# Introduction: Business Problem 

In this project we will try to predict the monthly rental price for a condominium. Specifically, this report will be targeted to stakeholders interested in finding the best value in renting a condominium in Singapore.

We will use our data science powers to find optimum rental price and recommend stake holders the best values and similar units for the stakeholders.

# Data Acquisition

Based on definition of our problem, factors that will influence a housing price could be:

1. Size of the unit
2. Furnishing Level of the Unit
3. Location of the unit
4. Proximity of the unit to public transportation
5. Remaining least of the unit / How new the unit is

etc....

In this section, we will retrieve the unit-wise detailes , size of the units, furnishing level of the units, proximity of the units to public transportation & remaining least of the unit by web-scrapping 99.co. 

As 99.co uses javascript, we need to use **Selenium** for our scraping.

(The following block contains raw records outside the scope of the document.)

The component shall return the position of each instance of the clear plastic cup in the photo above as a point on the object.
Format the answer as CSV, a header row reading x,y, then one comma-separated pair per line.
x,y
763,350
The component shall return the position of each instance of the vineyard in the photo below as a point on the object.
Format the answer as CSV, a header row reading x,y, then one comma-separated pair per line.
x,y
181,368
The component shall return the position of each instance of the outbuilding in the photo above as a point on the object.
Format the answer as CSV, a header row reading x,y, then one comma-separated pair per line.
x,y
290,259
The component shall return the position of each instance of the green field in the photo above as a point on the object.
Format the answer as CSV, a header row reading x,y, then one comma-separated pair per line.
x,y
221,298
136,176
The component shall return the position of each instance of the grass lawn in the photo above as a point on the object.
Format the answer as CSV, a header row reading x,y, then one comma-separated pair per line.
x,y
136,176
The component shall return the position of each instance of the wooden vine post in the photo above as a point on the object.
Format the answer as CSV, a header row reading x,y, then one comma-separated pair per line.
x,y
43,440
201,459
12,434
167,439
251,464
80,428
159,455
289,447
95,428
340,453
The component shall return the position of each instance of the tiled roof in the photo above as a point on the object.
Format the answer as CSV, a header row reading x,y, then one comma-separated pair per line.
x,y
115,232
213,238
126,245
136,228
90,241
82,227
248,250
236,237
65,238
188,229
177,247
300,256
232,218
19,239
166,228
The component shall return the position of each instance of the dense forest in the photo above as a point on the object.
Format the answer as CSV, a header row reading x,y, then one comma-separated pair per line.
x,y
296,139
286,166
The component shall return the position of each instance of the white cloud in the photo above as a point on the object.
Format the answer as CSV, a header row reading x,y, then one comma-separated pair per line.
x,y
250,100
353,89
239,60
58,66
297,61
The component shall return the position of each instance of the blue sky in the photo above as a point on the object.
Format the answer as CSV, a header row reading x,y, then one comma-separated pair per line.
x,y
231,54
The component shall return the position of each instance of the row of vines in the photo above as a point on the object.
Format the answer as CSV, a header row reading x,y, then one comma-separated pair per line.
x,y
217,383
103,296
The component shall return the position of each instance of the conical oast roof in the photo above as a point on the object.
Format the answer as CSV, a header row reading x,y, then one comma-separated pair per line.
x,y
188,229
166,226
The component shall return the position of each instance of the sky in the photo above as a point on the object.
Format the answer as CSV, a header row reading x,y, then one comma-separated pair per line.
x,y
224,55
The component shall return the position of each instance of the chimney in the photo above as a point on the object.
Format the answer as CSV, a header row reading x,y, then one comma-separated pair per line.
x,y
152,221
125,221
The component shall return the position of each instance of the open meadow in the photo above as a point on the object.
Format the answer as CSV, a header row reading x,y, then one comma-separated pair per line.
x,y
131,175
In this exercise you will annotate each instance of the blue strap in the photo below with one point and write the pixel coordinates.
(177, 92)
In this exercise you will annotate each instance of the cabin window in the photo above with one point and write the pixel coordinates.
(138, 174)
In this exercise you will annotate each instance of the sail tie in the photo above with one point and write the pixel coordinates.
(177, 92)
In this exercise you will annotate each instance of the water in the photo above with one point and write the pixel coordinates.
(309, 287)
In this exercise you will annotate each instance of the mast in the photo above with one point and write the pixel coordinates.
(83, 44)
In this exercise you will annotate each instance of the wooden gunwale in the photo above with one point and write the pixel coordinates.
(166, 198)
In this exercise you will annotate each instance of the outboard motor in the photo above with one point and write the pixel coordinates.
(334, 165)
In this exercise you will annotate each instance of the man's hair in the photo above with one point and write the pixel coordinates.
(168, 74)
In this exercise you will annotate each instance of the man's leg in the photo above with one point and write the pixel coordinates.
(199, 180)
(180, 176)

Our scraping strategy will be following this sequence

1. Access to 99co condominium rental housing webpage
2. Finding out the total pages available to scrape
3. Retrieve the link to each
4. Create a for loop to retrieve each link at a single page and scraped the detailed inside the listing
5. do it for all the available pages

**Step-1**: Access to 99co condominium rental housing webpage
![image.png](attachment:image.png)

**Step-2**: Finding out the total pages available to scrape
![image.png](attachment:image.png)

**Step-3 & Step-4** : Retrieve link and scrape each information within a listing
![image.png](attachment:image.png)

Step 5: Do it for all pages.

# Important and Setting up selenium

In [None]:
from selenium import webdriver
from selenium.webdriver.support.ui import WebDriverWait
from selenium.webdriver.support import expected_conditions
from selenium.webdriver.common.by import By
from selenium.webdriver.common.action_chains import ActionChains
from selenium.webdriver.common.keys import Keys

import time
import numpy as np
import pandas as pd

## Accessing to 99co condominium rental Page

In [None]:
# Set webdriver options
options = webdriver.ChromeOptions()
options.add_argument('--no-sandbox')
options.add_argument('ignore-certificate-errors')

#close any opened driver
try:
    driver.close() 
except Exception:
    pass

# Initiate webdriver
driver = webdriver.Chrome(r'C:\Users\josep\Desktop\Capstone 4\Data\chromedriver', options=options)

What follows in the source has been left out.